Istanbul’s unknown neighbourhoods

Istanbul’s unknown neighbourhoods

احياء اسطنبول المغمورة

Istanbul, which stretches between the continents of Asia and Europe with its historical and cultural roots, it is considered one of the most beautiful tourist cities in Turkey, as it contains more than 40 different places and tourist attractions in addition to its famous neighbourhoods such as Sultan Ahmed, Taksim, Escudar and Besiktas.

There are neighbourhoods and historical streets in Istanbul that did not take their right to fame, including:

Cihangir neighbourhood

Cihangir neighbourhood is located in Beyoglu, near Taksim Square in Istanbul, on the European side, on a small hill overlooking the Bosphorus, through the narrow side street which heading down as if descending towards the Bosphorus in a very wonderful view in addition to the spread of green trees.

There is a saying that says if you want to feel like you are in Paris, go to Cihangir in Istanbul,

  Cihangir neighbourhood is dominated by the western character and colourful buildings in addition to the narrow side streets and the old buildings of European design dating back to the nineteenth century,

The Cihangir neighbourhood is a place of residence for many artists, writers, actors and musicians from the Turks and foreigners residing in Istanbul, where in the neighbourhood there is the home of the famous Turkish writer Orhan Pamuk near the museum that has the name of his famous novel The Museum of Innocence.

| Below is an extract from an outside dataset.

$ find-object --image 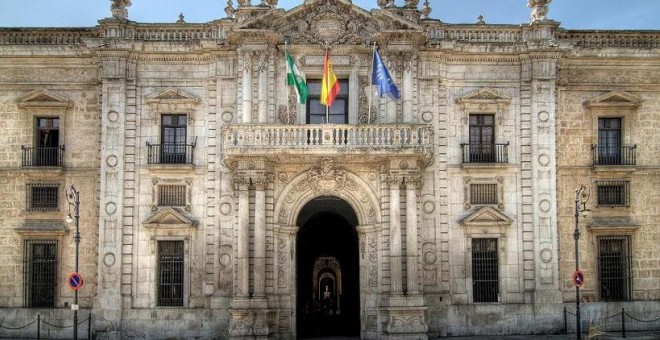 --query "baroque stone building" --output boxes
[0,0,660,339]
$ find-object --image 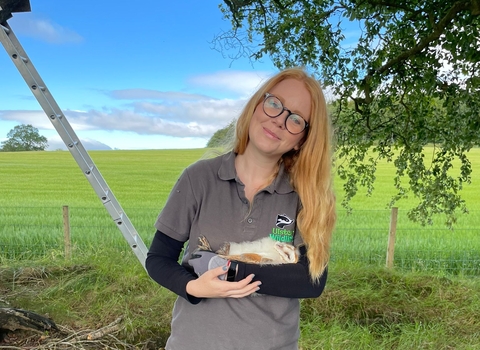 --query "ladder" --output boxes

The neighbourhood also includes a number of beautiful cafes, restaurants, shops and international brands of clothing, shoes and cosmetics, in addition to antiques and artefacts.

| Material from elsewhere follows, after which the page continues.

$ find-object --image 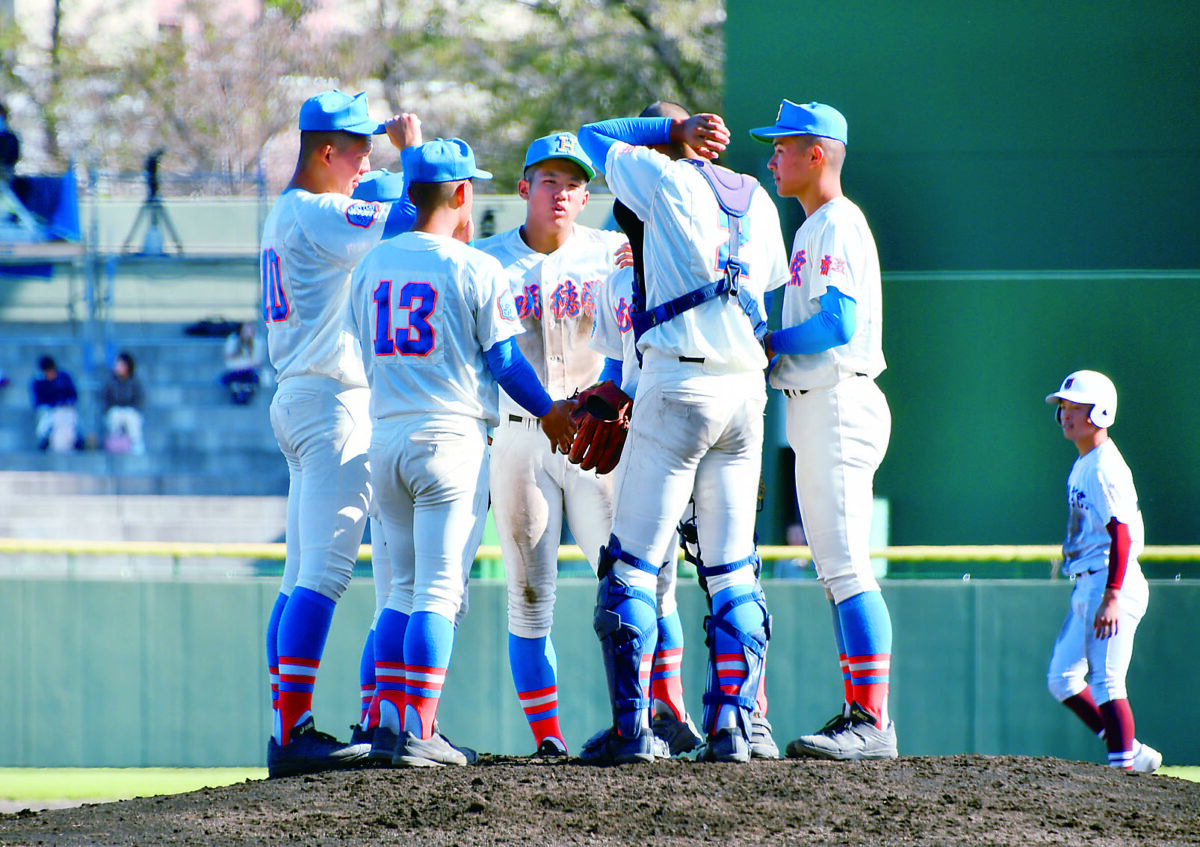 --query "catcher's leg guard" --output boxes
[592,536,659,738]
[703,571,770,743]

 The neighbourhood was named after the son of the Ottoman Sultan Suleiman Al- qanuni  Cihangir, who died at the age of twenty after suffering from diseases. After his death, Sultan Suleiman asked the famous architect Sinan Agha to build a mosque bearing the name of his son in the neighbourhood which he liked to play in it in his childhood.

Balat and Fanar neighbourhood in Al-Fateh

The Balat neighbourhood is located in the Al-Fateh area, west of the Aminunu region between Iwan and Fanar. The Balat neighbourhood is considered one of the historical neighbourhoods, which is famous for its colourful old buildings dating back to the fifteenth century AD, where the Ottoman Sultan Bayezid II devoted it to immigrant Jews from Spain as evidence of religious tolerance during the Ottoman Caliphate.

Balat still maintains its archaeological features from Jewish symbols like the Star of David in addition to many Jewish temples and churches, among the most famous archaeological monuments in the Balat neighbourhood in Istanbul:

Chora Museum: The Chora Museum in Istanbul was built during the era of the Byzantine Empire. It was an Orthodox church and then converted into a mosque and then into a museum. The museum is distinguished by its architectural design that is dominated by the Byzantine character.

The museum contains relics from the Byzantine period in addition to a number of wonderful mosaic paintings that reflect the splendour and beauty of Byzantine art.

Farook gedhade Mosque: It is located in the Balat neighbourhood in the Al-Fateh region, it is an Ottoman mosque built during the reign of the Ottoman Sultan Suleiman Al-qanunui   in the sixteenth century under the supervision of the famous architect Sinan Agha. The mosque is distinguished by its distinctive architectural style that reflects the architecture of Ottoman architecture.

The Ahrida Temple: Located in the Balat neighbourhood in Al-Fateh, the Temple of Ahrida is one of the oldest Jewish temples in Istanbul that was built during the era of the Roman Empire. It is distinguished by its unique design as its exterior looks like a ship and includes inside it many holdings and designs dating back to the fifteenth century

If you want to visit the Ahrida Temple, you must obtain previous permission from the rabbi who works on it


The Fanar neighbourhood is located in the Al-Fateh area, west of the Amenono region between Iwan and Balat. The Fanar neighbourhood is full of historical palaces, Christian churches, and Jewish temples dating back to the Byzantine Empire and the Ottoman Empire.